Sound familiar to any of you? Can you relate? What a horrible way to live. I can’t believe I went through SO MANY days like that, but I know that in order to learn and have a better relationship with food and yourself, you have to go through those times. You have to enable them to teach you what you don’t want to go through anymore, and how you don’t want to feel.
This is one of the main reasons I no longer promote cheat meals or cheat days to my clients or athletes. It would be like I am promoting an eating disorder to them, and that’s not right. I allow them to follow a flexible dieting approach with their nutrition, so that if they want some chocolate, or cookies, or pizza, or whatever, they can have it, as long as they account for it into their macronutrient intake and stay on goal with their total intake. This is what I do as well, and it has helped tremendously. My clients even tell me that they don’t crave any junk food because they know they are “allowed” to have it whenever they want. I feel the same way.

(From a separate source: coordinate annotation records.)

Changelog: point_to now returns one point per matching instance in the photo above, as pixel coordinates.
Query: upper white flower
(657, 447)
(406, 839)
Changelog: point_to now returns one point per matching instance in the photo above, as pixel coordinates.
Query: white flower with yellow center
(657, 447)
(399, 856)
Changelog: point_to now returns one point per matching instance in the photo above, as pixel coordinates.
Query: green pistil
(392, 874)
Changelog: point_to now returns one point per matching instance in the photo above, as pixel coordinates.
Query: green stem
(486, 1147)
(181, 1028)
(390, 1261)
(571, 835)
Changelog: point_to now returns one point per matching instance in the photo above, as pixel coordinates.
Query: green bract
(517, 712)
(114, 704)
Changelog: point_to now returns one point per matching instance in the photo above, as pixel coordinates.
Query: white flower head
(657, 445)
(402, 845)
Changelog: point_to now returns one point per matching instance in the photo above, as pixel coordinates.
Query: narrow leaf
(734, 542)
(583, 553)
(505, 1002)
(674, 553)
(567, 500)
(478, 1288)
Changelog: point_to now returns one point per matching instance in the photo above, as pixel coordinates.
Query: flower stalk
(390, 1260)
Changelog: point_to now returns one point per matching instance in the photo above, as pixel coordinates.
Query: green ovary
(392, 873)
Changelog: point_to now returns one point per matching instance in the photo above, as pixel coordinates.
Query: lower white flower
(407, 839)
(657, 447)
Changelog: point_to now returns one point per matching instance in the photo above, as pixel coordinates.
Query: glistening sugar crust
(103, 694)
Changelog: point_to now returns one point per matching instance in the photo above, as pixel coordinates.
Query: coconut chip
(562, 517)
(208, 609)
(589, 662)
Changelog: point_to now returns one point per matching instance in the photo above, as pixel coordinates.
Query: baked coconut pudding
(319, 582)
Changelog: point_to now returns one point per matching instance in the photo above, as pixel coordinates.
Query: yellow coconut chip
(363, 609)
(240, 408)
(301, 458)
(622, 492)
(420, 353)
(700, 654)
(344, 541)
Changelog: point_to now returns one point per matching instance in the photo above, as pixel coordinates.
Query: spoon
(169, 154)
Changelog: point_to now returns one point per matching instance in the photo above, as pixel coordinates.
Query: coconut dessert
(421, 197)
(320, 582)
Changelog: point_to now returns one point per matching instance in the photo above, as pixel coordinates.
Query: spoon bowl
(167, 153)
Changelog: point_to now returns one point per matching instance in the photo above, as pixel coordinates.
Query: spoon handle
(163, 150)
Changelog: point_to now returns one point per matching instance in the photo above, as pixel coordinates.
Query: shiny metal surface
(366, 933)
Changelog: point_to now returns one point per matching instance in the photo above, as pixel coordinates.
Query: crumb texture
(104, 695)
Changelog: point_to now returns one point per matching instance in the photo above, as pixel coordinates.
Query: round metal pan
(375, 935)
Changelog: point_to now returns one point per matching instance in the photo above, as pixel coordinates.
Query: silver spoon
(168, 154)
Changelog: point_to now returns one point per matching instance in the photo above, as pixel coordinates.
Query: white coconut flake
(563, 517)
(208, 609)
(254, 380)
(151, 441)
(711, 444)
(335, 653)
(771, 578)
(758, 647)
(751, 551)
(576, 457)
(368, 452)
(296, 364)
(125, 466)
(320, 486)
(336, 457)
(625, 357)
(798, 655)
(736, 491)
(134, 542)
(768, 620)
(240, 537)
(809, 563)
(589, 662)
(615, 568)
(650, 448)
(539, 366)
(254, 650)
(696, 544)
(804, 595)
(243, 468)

Don’t become a victim to the “clean eating” crowd, and think you can’t achieve a great, muscular, fit physique by eating some cookies here and there, and having a slice or two of pizza. If you get a coach and they tell you, “These are the foods you are allowed to eat and only these. You can’t substitute these foods out and only cheat meals when I tell you…” … please, run in the other direction. Save yourself from that pain and start developing a better relationship with yourself and the food you put into your body. You will look, feel, and perform ten times better by doing so, just as I have.